D’ailleurs, la Commission économique des Nations Unies pour l’Afrique (CEA) anticipe une croissance de 1,8 % contre 3,2 % prévue en 2020.

Le Sénégal vulnérable à la baisse des transferts internationaux d’argent et du taux de fréquentation touristique

Au Sénégal, le président de la République a déjà revu à la baisse les prévisions de croissance, estimant un nouvel objectif d’un taux inférieur à 3 %. Une incertitude plane aussi sur le pays dont 10 % du PIB (produit intérieur brut) sont assurés par les envois des migrants. Entre 2007 et 2017, le Sénégal a reçu, selon la BCEAO, la plus grande part du total des transferts de fonds des migrants en direction de l’UEMOA, soit 47,6 %. Ces ressources qui contribuent, pour de nombreux ménages, à assurer des dépenses courantes et, dans une moindre mesure, d’investissement seront fortement réduites par les effets de la Covid-19 sur les travailleurs émigrés.

D’autres secteurs dans l’union sont d’ores et déjà touchés, à la vue des restrictions de distanciation requises, de la fermeture d’établissements récréatifs et des frontières. Cela concerne les activités d’hôtellerie, de restauration, du divertissement et les transports. Ces secteurs sont principalement concentrés dans le secteur tertiaire qui est le principal moteur de la croissance dans la plupart des pays de la zone. En lien avec ce qui précède, le Sénégal et la Côte d’Ivoire sont les plus exposés, dans la mesure où la contribution de ces secteurs est relativement importante : les activités de tourisme et de voyage de chacun des pays représentent autour de 10 % de leur PIB respectif en 2018.

Au-delà des secteurs qui devront enregistrer une contraction de l’activité, les autres secteurs de l’économie devraient montrer des signes de ralentissement, notamment le BTP porté principalement par les investissements publics en infrastructures socioéconomiques.

Les facilités fiscales ne sont pas des mesures à l’efficacité durable

En zone UEMOA, pour l’heure, seuls les États du Sénégal (Force Covid-19) et de la Côte d’Ivoire ont révélé un plan de soutien à leur économie, en plus des dispositions prises par la Banque centrale. Le président Macky Sall a annoncé, dans son message à la nation du 3 avril, que des ‘’remises et suspensions d’impôts seront accordées aux entreprises qui s’engageront à maintenir leurs travailleurs en activité durant la crise ou à payer plus de 70 % du salaire des employés mis en chômage technique durant cette période’’.

Seulement, l’efficacité sur la durée, les différentes mesures prises, bien que louables, pourraient être remises en cause, d’après les analyses de l’agence de notation.

En effet, ‘’le contexte actuel, précise le document, est marqué par un ralentissement/arrêt de l’activité des entreprises. Par conséquent, le report du paiement de taxes et impôts ne pourrait être une solution durable et soutenable pour le secteur privé. Pour preuve, à échéance (trois mois en ce qui concerne la Côte d’Ivoire), les entreprises, déjà en difficulté, devront faire face à un cumul de différentes charges dues et qui avaient été reportées’’.

Au-delà du système sanitaire, il est clair que la pandémie de la Covid-19 vient rappeler les nombreux déficits en infrastructures socio-économiques de base en Afrique de l’Ouest.

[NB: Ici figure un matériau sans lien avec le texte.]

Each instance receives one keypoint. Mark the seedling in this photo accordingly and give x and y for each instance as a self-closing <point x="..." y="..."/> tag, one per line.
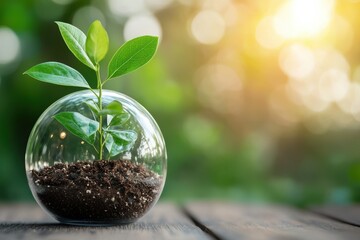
<point x="91" y="49"/>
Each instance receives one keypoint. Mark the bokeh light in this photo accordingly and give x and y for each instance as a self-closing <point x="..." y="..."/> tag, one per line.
<point x="253" y="97"/>
<point x="303" y="18"/>
<point x="297" y="61"/>
<point x="219" y="87"/>
<point x="266" y="34"/>
<point x="208" y="27"/>
<point x="126" y="8"/>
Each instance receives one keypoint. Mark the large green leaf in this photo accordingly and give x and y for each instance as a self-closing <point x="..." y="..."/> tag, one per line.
<point x="97" y="42"/>
<point x="75" y="40"/>
<point x="132" y="55"/>
<point x="113" y="108"/>
<point x="79" y="125"/>
<point x="119" y="141"/>
<point x="57" y="73"/>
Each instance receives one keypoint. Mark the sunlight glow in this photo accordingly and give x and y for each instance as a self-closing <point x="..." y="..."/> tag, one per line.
<point x="208" y="27"/>
<point x="297" y="61"/>
<point x="266" y="34"/>
<point x="303" y="18"/>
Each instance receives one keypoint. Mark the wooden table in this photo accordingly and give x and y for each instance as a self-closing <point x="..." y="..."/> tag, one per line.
<point x="200" y="220"/>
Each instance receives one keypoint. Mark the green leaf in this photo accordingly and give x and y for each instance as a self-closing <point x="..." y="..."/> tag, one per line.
<point x="79" y="125"/>
<point x="120" y="119"/>
<point x="119" y="141"/>
<point x="75" y="40"/>
<point x="113" y="108"/>
<point x="57" y="73"/>
<point x="132" y="55"/>
<point x="97" y="42"/>
<point x="93" y="106"/>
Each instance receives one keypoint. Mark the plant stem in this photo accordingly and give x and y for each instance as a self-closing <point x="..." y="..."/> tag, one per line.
<point x="99" y="96"/>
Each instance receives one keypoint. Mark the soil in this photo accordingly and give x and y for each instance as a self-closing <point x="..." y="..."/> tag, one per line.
<point x="97" y="191"/>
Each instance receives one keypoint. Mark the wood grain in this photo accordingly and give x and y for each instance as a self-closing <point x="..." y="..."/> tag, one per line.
<point x="164" y="221"/>
<point x="233" y="221"/>
<point x="346" y="214"/>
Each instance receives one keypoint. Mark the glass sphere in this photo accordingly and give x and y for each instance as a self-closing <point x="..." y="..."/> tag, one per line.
<point x="70" y="181"/>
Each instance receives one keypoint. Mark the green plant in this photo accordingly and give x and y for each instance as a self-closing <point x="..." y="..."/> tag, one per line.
<point x="91" y="49"/>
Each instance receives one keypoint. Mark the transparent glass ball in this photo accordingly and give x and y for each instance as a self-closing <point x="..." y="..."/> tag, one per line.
<point x="71" y="183"/>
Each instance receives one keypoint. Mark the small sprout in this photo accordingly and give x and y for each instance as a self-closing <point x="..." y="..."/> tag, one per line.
<point x="91" y="49"/>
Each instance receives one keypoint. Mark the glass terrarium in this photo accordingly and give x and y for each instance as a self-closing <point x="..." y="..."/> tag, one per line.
<point x="76" y="184"/>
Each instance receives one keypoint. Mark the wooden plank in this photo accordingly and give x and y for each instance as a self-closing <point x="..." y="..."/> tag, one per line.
<point x="164" y="221"/>
<point x="233" y="221"/>
<point x="346" y="214"/>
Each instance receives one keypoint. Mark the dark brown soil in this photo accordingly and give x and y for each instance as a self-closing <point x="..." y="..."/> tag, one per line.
<point x="97" y="191"/>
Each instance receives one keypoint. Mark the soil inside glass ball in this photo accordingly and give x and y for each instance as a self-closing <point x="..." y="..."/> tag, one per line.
<point x="97" y="191"/>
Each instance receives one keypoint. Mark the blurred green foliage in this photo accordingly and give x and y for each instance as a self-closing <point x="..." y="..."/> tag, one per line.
<point x="227" y="146"/>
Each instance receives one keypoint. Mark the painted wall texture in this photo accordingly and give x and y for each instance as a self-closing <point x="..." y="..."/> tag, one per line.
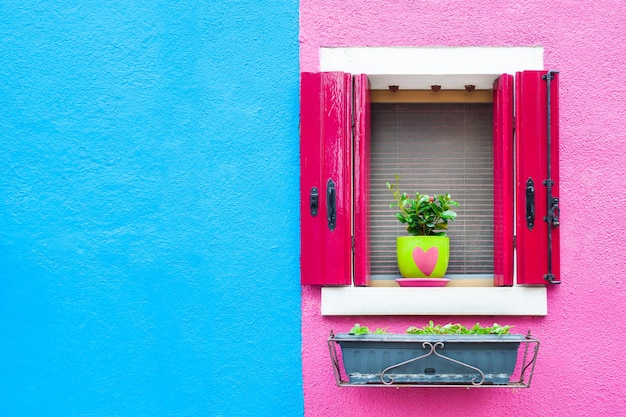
<point x="581" y="352"/>
<point x="148" y="209"/>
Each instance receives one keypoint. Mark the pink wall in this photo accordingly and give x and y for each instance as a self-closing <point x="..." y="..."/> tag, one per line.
<point x="580" y="368"/>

Cette crise sanitaire pourrait fragiliser davantage un environnement social relativement précaire, exacerbant les besoins des populations et la précarité de certains ménages avec une hausse du chômage en perspective.

C’est alors l’occasion donnée aux États africains de repenser leur modèle de développement. La nature des futurs investissements pourrait changer, au moment où les pays développés réfléchissent à une relocalisation de certaines industries, afin de réduire leur dépendance vis-à-vis de l’extérieur.

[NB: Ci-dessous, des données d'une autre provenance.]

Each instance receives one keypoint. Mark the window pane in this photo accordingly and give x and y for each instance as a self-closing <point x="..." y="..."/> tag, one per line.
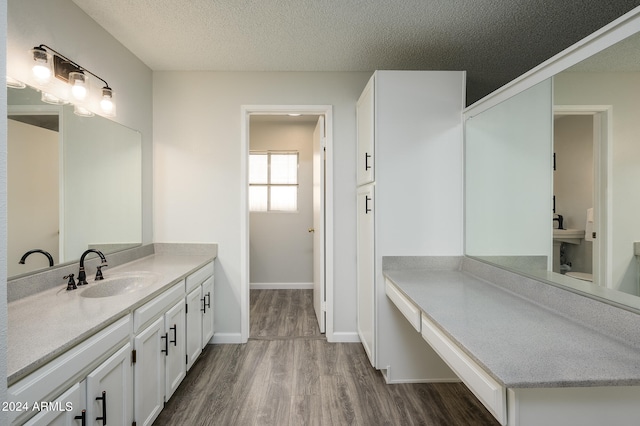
<point x="284" y="168"/>
<point x="284" y="198"/>
<point x="258" y="198"/>
<point x="258" y="168"/>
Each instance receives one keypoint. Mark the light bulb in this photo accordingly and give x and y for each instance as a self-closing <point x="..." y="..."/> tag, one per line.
<point x="106" y="103"/>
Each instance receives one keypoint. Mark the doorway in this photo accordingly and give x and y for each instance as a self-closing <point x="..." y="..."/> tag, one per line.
<point x="581" y="189"/>
<point x="298" y="227"/>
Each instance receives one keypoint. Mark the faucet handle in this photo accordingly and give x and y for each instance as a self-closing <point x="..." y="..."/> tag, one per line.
<point x="99" y="272"/>
<point x="71" y="284"/>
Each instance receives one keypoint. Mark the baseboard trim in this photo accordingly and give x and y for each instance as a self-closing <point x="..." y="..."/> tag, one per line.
<point x="343" y="337"/>
<point x="281" y="286"/>
<point x="227" y="339"/>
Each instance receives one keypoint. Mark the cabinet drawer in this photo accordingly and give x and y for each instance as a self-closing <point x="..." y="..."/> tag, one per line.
<point x="157" y="306"/>
<point x="408" y="309"/>
<point x="199" y="276"/>
<point x="488" y="390"/>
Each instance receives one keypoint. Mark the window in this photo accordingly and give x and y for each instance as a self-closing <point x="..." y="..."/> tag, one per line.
<point x="273" y="181"/>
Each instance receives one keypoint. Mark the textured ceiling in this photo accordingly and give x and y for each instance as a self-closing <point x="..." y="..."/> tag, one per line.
<point x="493" y="40"/>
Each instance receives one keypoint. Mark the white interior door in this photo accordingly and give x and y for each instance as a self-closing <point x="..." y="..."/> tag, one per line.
<point x="318" y="223"/>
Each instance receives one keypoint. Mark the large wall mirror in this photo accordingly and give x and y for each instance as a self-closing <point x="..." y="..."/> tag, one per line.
<point x="552" y="177"/>
<point x="73" y="183"/>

De ce fait, conclut l’étude, la ‘’capacité des États africains à formuler les politiques économiques pour booster les économies sera très importante pour assurer la croissance et améliorer le quotidien des populations’’. Mais le premier pas consistera à faire preuve de transparence, de bonne gouvernance et de fermeté dans la gestion de la crise, et particulièrement des fonds alloués à cette fin, afin, ‘’premièrement, de rassurer la population et, deuxièmement, de maintenir leur confiance en l’action gouvernementale’’.